Jill Lemond, an assistant superintendent in Oxford schools, has said the policy means any student making any violent threats or creating violent imagery in school would be immediately removed, and administrators and the school resource officer would be immediately notified.
The student could only return after a third-party mental health review is completed, Lemond said.
District spokeswoman Danielle Stublensky has noted that zero tolerance on threats or weapons in schools is already a board policy, and it’s now being applied to violent content.
‘No easy formula’
Experts say threat assessments should be handled by a multidisciplinary team comprised of a social worker, a school official and law enforcement, at minimum.

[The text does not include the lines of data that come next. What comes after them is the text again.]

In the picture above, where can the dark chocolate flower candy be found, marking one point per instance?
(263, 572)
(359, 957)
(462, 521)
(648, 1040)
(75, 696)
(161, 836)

Michael Dorn, executive director of Safe Havens International, said those teams will catch things that police, or social workers, or school officials miss when working alone.
Safe Havens International has consulted on many high-profile school rampages, including the February 2018 shooting in Parkland, Florida, in which 17 students were killed.
“What we recommend is a formal structure, and a trained threat assessment and management process,” Dorn said.
An individual safety plan, including periodic backpack checks, should also be crafted for the student, added Peri Stone-Palmquist, executive director of the Student Advocacy Center of Michigan.
“The question is, what actually does create safety?” Stone-Palmquist said. “How do we create more connection for the kids and keep them close?”